そしていよいよ迎えた4年生。小島さんは、作品制作を続けたいという一心で、母の出身地である金沢のガラス工房「金沢卯辰山工芸工房」の研修生の募集に応募した。自身の生まれた地でもあり、夢にまでみた制作現場だったのだが、結果は残念ながら不採用。「周囲にも不採用だったことが驚かれるくらい、その工房で制作を続けることしか考えていなかった」という小島さんは、至らなかった結果に呆然自失。気持ちを整理しつつ、お金を貯めながら次にやることを考えようと、フリーターの道を選択した。その間はガラスから離れてひたすら働いたが、やっぱりガラスに携わりたいという気持ちは消えなかった。
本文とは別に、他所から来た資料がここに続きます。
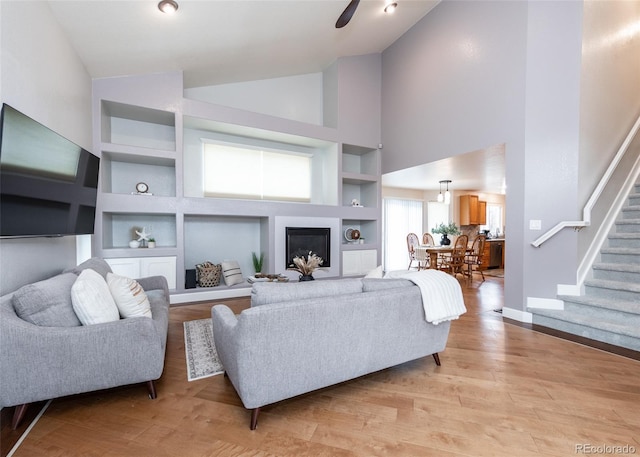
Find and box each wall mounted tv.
[0,103,100,237]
その気持ちを満たすため、都内の吹きガラスの講座に通い始めたのだが、それが転機となる。講座を受けに行っていた工房のオーナーが、富山県にある「富山ガラス造形研究所」の出身で、これからもガラスに携わりたいなら、と入学を勧められたのだ。
「ガラスのまち・とやま」の環境に支えられ自然と作家の道へ
かくして富山ガラス造形研究所に入学した小島さんは、水を得た魚のように授業に夢中になり、ガラスに関するありとあらゆることを学んだ。しかし、問題は卒業後だ。普通の人ならば、どうやってガラスで食っていくのか。と、身構えてしまいそうだが、当時を振り返る小島さんの語り口に苦労の影はみられない。
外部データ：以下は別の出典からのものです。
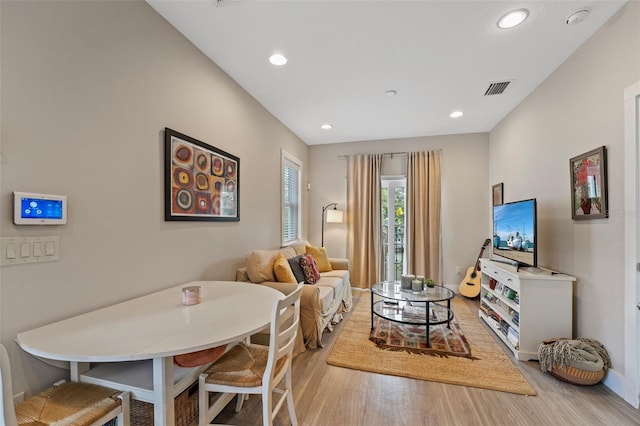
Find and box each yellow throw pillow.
[273,253,296,284]
[307,246,333,272]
「富山でならガラスを続けられる。アルバイトをしながらでも、ガラスを続けたいと思っていました。」
そう軽やかに口にできるのも、「ガラスのまち・とやま」のバックアップがあってこそ。例えば富山市内にある富山ガラス工房には、観光客向けにガラス文化を伝えるための体験施設があるだけでなく、作家に作品の展示の場を提供したり、オンラインストアでの作品の販売を請け負うなど、アーティストとして生計を立てるためのバックアップ体制が整っている。アトリエや工具も安く借りられるのだ。創作のために必要なものはほぼ揃っていると言っても過言ではない環境。ここでなら作家として活動していける、と小島さんが思ったのにも頷ける。結果的に研究所に通う2年だけと思って引っ越してきた富山市に、かれこれ20年以上暮らしている。ついには、富山市内に自身の工房も構えた。
貼り合わせて削って研磨してを繰り返し生まれる作品たち
「ここまで作家として活動して来られたのは競争相手が少なかったことも大きいと思います」と小島さんは語る。確かにガラス工芸と聞けば、吹きガラスを想像する人が多いだろう。しかし冒頭でも述べた通り、小島さんの作品は積層ガラス。その独特な作品はどのようにしてつくられているのだろうか。
使うのは、建材として使われる板ガラス。工業用のため色と厚さが数種類しかない中から選び、組み合わせて使うのだそう。専用の接着剤を使って貼り合わせていく。気泡やゴミが入ってしまうと美しさが損なわれるため、慎重に。とはいえ、素材がガラスなだけに重たい。画用紙を重ねることとは訳が違うのだ。作品の内側に層ができ、芸術的な模様となる。貼り付け終わると作品の重さは数十キロにも及ぶわけだが、これをグラインダーで削っていく。建材として使われる素材のため丈夫で堅く、削るのにも時間がかかる重労働。大まかに形を削り出した後は、研磨の作業に入る。鉄の円盤に砂と水を少し垂らし、ガラス自体にも水をまとわせ、磨いていく。水がガラスを保護する役割を果たし、砂が研磨剤となるのだそう。ミリ単位でサイズを測りながら最終的な形を整え、表面を磨いていく。大きなオブジェから、ピアスやペンダントトップなどのアクセサリーまで、作品の大小に関わらず全てこの工程を経て完成する。完成した作品の重さは貼り合わせた後の時点から3分の1から4分の1程度になるそう。それだけ削ったというわけだ。考えただけでも気が遠くなりそうな作業だが、小島さんは「おかげで腕や指が太くなったんですよ」と、あっけらかんと笑う。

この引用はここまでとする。